The New York-Seoul flight had just left its gate at New York’s JFK airport when Cho, sitting in first class, took exception to being served macadamia nuts she had not asked for, in a packet instead of a bowl. The chief purser was challenged over his crew’s knowledge of in-flight service procedures, after which he was asked to leave the plane, causing an 11-minute delay in arrival of the flight as a result of the unscheduled disembarkation.
Korean Air — South Korea’s flag carrier — initially apologized for causing “inconvenience” for passengers but defended Cho’s action as a “reasonable” move to improve in-flight service. The Korean newspaper Dong-A Ilbo said Cho’s action had exposed the “sense of entitlement and supercilious attitude” prevalent among the rich.
In 2003, the passengers of Singapore Airlines flight SQ321 were inconvenienced when it was commandeered and outfitted into a private hospital ship, complete with two neurosurgeons, two intensive care nurses, oxygen equipment and a drip, to fly someone's wife back from London.
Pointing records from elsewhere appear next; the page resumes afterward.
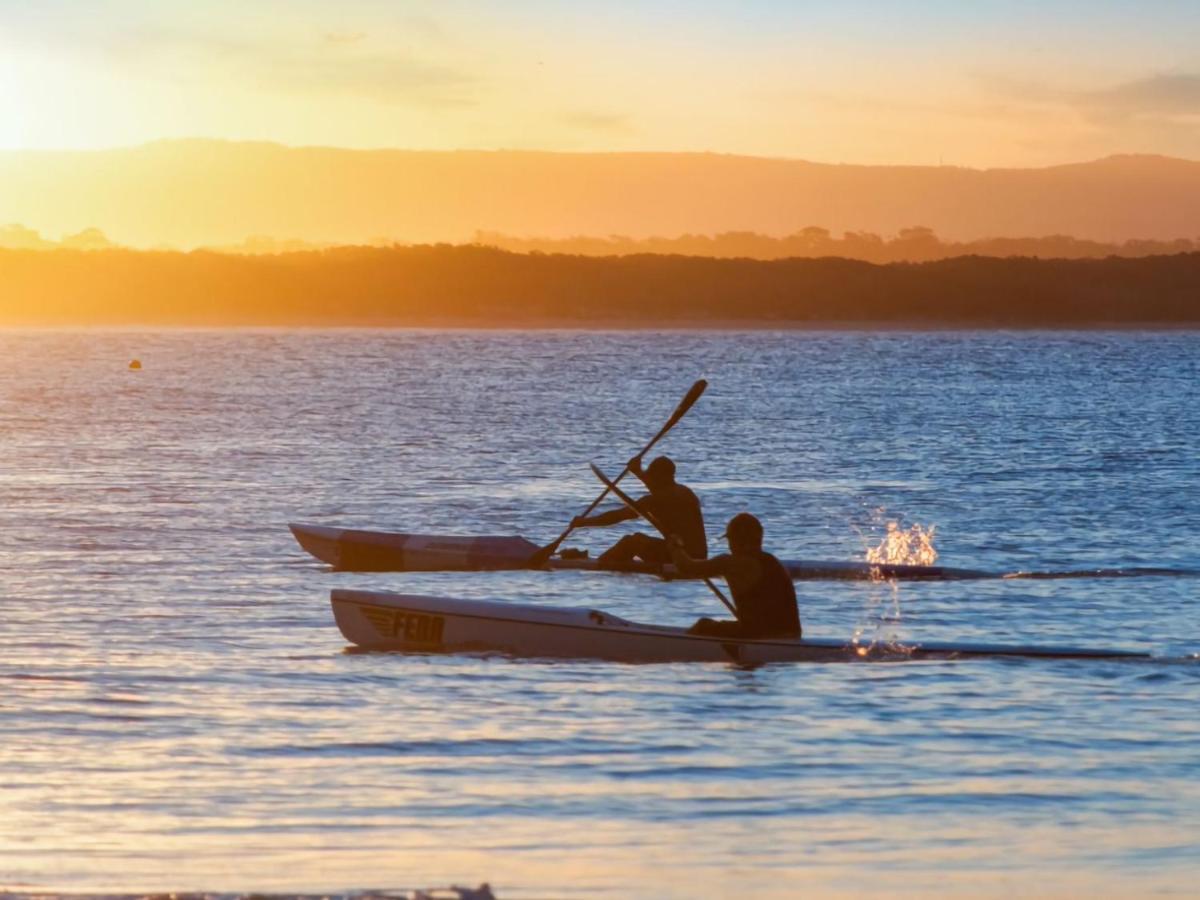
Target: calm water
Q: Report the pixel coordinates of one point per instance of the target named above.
(178, 711)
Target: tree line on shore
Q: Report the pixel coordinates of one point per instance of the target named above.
(911, 245)
(480, 286)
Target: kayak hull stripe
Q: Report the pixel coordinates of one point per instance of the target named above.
(381, 621)
(349, 550)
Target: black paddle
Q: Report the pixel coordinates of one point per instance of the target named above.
(541, 556)
(649, 517)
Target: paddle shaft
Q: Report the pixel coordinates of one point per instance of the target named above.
(687, 403)
(653, 520)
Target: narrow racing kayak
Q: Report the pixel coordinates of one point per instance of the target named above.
(360, 551)
(379, 621)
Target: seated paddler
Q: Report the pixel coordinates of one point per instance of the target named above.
(672, 504)
(763, 594)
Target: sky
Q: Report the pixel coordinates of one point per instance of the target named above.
(981, 84)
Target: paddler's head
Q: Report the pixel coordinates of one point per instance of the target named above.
(744, 533)
(660, 474)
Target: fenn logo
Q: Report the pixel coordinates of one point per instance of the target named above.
(405, 624)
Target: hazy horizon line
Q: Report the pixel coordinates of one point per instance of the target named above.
(531, 151)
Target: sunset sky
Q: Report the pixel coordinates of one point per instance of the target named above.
(1014, 83)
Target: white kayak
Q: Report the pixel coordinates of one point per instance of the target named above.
(364, 551)
(381, 621)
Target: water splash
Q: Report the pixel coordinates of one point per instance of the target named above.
(905, 546)
(877, 631)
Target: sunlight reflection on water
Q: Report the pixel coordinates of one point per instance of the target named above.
(177, 711)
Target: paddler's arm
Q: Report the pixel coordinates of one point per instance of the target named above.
(690, 568)
(622, 514)
(736, 570)
(635, 468)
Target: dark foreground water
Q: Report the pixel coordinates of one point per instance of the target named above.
(178, 711)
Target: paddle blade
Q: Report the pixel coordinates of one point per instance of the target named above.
(687, 403)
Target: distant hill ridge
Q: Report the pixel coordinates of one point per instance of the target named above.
(198, 192)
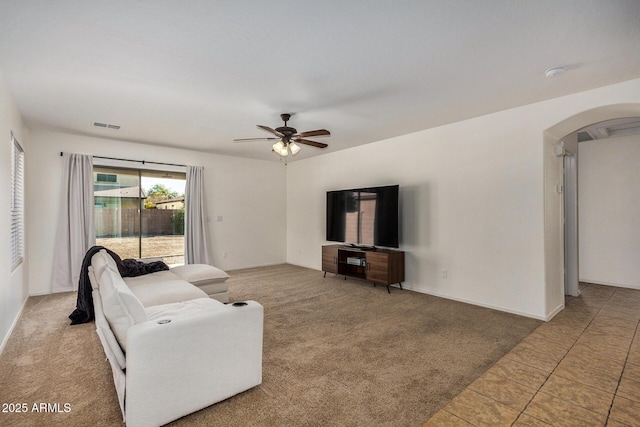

The news team of tabloid ‘TODAY’ was trashed for the report they made of a speech about the event, which was based on factual material quoted from an official press release. Apparently the offending point had to do with a phone call made by Singapore High Commissioner Michael Teo to No. 10 Downing Street, hoping for some intervention to jump the NHS queue for a brain scan, and inconveniencing the British prime minister.
That's the difference between Korea and Singapore.